If you carry, your firearm and cartridge need to do two seemingly contrary things: Be small enough to conceal and yet deliver enough power to protect you. For decades, this fact has steered a huge percentage of shooters to the 9mm Luger and 380 Auto, and both cartridges have come through in countless self-defense situations. However, both have limitations. The 380 has always fallen on the low end of the acceptable range for power, and any 9mm shooter would like to have more rounds in their magazine.

That performance gap was the inspiration for an all new cartridge—one with the power of 9mm with a smaller case that gives shooters more magazine capacity: new 30 Super Carry.
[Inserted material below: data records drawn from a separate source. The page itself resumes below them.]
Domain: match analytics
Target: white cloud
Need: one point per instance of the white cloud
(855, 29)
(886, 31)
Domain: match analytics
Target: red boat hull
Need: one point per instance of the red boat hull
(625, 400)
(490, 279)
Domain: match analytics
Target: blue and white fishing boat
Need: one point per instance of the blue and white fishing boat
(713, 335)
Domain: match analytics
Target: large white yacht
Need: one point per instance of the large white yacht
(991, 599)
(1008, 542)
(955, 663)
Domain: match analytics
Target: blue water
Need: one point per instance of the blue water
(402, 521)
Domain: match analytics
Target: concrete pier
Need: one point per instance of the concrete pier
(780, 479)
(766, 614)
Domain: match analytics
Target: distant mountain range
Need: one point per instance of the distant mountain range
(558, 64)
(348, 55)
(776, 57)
Let’s learn more about what sets the cartridge apart from other carry calibers and see how Speer is extracting peak performance from it.

The Details

The 30 Super Carry uses a .312-inch bullet. This narrower diameter compared to 9mm allows for as many as three more rounds in the magazine of initially available handguns. Pistols chambered in 30 Super Carry and built using cartridge-specific frames (as opposed to existing 9mm Luger frames) maximize capacity while maintaining a narrower and shorter grip than 9mm pistols for easier concealability.
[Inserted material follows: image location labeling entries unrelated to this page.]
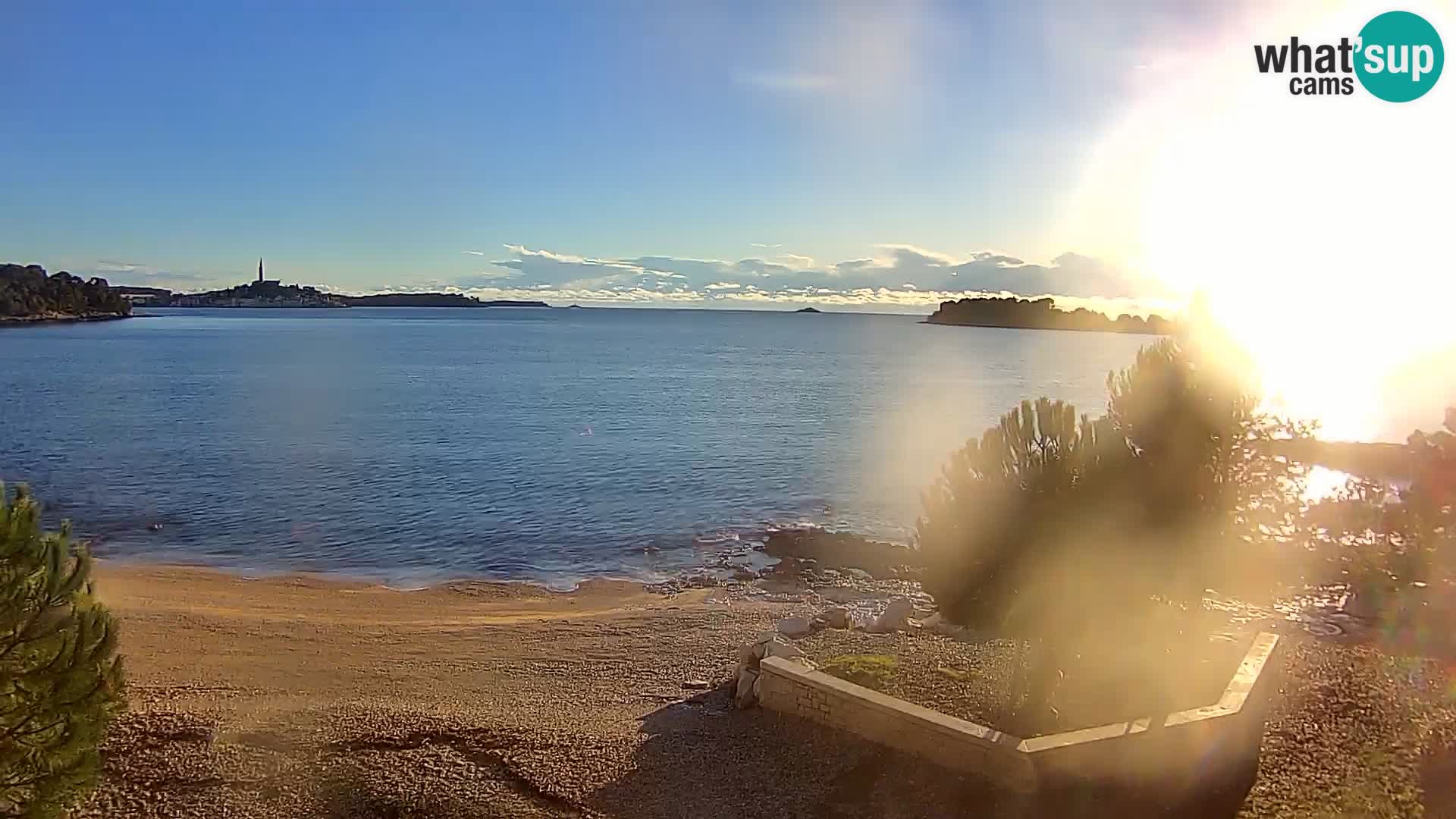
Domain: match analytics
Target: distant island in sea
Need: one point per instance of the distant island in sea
(273, 293)
(1041, 314)
(28, 295)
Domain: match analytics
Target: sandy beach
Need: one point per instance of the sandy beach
(318, 697)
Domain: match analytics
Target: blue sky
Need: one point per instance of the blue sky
(609, 152)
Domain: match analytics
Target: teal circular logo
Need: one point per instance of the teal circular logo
(1400, 55)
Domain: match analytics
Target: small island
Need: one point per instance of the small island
(28, 295)
(1041, 314)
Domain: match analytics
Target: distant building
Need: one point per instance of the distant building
(265, 281)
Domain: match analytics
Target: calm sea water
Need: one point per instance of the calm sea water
(523, 444)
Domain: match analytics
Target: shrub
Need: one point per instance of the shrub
(871, 670)
(60, 679)
(1059, 531)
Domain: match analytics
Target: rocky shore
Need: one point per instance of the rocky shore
(313, 697)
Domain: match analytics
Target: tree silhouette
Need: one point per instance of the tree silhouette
(60, 679)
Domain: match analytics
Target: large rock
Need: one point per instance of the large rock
(896, 618)
(778, 649)
(836, 617)
(795, 626)
(843, 551)
(747, 691)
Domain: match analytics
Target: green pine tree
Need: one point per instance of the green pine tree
(60, 676)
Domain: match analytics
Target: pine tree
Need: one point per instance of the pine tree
(60, 679)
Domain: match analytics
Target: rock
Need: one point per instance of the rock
(795, 627)
(753, 651)
(778, 649)
(896, 617)
(833, 550)
(836, 617)
(746, 692)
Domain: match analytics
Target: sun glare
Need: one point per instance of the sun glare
(1316, 229)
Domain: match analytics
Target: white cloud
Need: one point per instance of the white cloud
(896, 276)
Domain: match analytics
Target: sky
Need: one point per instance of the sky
(747, 155)
(780, 146)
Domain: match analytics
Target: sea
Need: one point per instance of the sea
(517, 444)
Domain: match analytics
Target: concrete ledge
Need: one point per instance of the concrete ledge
(1210, 742)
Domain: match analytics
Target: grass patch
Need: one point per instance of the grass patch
(871, 670)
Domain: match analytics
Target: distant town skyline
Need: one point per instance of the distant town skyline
(753, 155)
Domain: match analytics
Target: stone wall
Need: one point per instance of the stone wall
(791, 689)
(1213, 746)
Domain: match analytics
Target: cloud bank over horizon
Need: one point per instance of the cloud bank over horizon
(893, 278)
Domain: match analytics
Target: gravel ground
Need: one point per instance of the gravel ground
(321, 700)
(971, 681)
(1351, 733)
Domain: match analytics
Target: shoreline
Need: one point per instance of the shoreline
(60, 318)
(318, 697)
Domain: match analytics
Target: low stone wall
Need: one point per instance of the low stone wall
(788, 687)
(1210, 746)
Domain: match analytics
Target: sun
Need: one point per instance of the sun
(1316, 229)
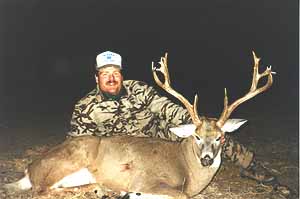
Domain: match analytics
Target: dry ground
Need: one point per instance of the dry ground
(275, 143)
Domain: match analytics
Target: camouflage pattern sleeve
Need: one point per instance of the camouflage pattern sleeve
(170, 114)
(81, 122)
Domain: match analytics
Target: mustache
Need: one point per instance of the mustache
(112, 82)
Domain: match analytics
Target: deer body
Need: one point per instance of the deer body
(126, 164)
(147, 165)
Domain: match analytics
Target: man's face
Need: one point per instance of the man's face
(110, 80)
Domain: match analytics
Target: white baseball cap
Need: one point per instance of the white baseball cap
(108, 58)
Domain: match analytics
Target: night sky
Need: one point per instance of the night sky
(48, 50)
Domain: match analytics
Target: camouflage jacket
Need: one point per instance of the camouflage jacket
(140, 111)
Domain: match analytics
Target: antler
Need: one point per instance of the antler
(252, 92)
(167, 87)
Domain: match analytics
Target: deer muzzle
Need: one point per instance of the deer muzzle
(206, 161)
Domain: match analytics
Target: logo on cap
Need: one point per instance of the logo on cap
(108, 58)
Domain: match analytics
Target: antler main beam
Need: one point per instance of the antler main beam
(192, 109)
(252, 92)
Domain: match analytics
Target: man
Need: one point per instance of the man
(129, 107)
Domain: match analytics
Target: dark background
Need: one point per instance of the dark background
(48, 50)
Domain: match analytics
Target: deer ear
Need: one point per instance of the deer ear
(184, 131)
(232, 125)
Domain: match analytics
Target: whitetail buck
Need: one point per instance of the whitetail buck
(152, 167)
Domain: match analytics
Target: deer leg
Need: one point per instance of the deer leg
(158, 192)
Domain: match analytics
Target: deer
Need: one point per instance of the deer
(139, 166)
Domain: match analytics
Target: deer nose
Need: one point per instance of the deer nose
(206, 161)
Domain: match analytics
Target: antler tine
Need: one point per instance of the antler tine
(167, 87)
(252, 92)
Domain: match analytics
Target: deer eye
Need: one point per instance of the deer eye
(197, 137)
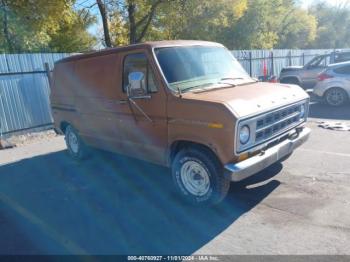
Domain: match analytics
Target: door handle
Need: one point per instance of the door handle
(123, 101)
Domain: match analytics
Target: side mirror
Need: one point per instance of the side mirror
(136, 85)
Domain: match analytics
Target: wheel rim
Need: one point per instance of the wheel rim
(73, 142)
(195, 178)
(335, 97)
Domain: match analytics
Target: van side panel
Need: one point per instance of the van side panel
(62, 94)
(97, 95)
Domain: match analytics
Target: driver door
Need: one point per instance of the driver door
(143, 130)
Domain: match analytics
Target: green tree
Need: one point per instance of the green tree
(273, 23)
(37, 25)
(333, 26)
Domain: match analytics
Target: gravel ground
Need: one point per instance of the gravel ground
(25, 139)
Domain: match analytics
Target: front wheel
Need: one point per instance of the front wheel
(199, 177)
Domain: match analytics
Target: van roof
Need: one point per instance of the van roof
(150, 45)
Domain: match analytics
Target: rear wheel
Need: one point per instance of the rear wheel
(199, 176)
(76, 147)
(336, 96)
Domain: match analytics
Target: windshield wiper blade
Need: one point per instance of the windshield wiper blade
(231, 78)
(196, 87)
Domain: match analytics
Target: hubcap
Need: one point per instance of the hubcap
(73, 142)
(195, 178)
(335, 97)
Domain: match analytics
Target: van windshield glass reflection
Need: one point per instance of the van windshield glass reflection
(193, 67)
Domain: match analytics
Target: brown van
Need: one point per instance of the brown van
(188, 105)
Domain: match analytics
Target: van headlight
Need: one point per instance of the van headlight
(244, 134)
(302, 111)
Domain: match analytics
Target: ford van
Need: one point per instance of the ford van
(187, 105)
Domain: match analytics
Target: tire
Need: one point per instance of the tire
(75, 146)
(199, 177)
(336, 96)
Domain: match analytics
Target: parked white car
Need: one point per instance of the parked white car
(333, 84)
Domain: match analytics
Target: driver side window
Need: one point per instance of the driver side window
(139, 63)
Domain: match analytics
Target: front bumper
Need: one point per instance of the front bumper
(253, 165)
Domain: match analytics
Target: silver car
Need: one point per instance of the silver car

Box of Gold Dot 30 Super Carry on a table about to be picked up

When fired with a 3.5-inch barrel, 30 Super Carry loads generate between 336 and 347 foot-pounds of energy at the muzzle. This puts it right up there with 9mm Luger, which averages 347 foot-pounds, and handily exceeds the 380 Auto’s 202 foot-pounds.

To harness this power, Speer offers 30 Super Carry in the Gold Dot line, and that load will fire a 115-grain bullet at 1,150 feet per second through 3.5-inch barrel. The bullet design is uniquely qualified to get the most from the cartridge, thanks to its extremely uniform jacket that’s bonded to the core. The process keeps the components together on impact, maintaining wight and pushing the bullet to critical penetration depths.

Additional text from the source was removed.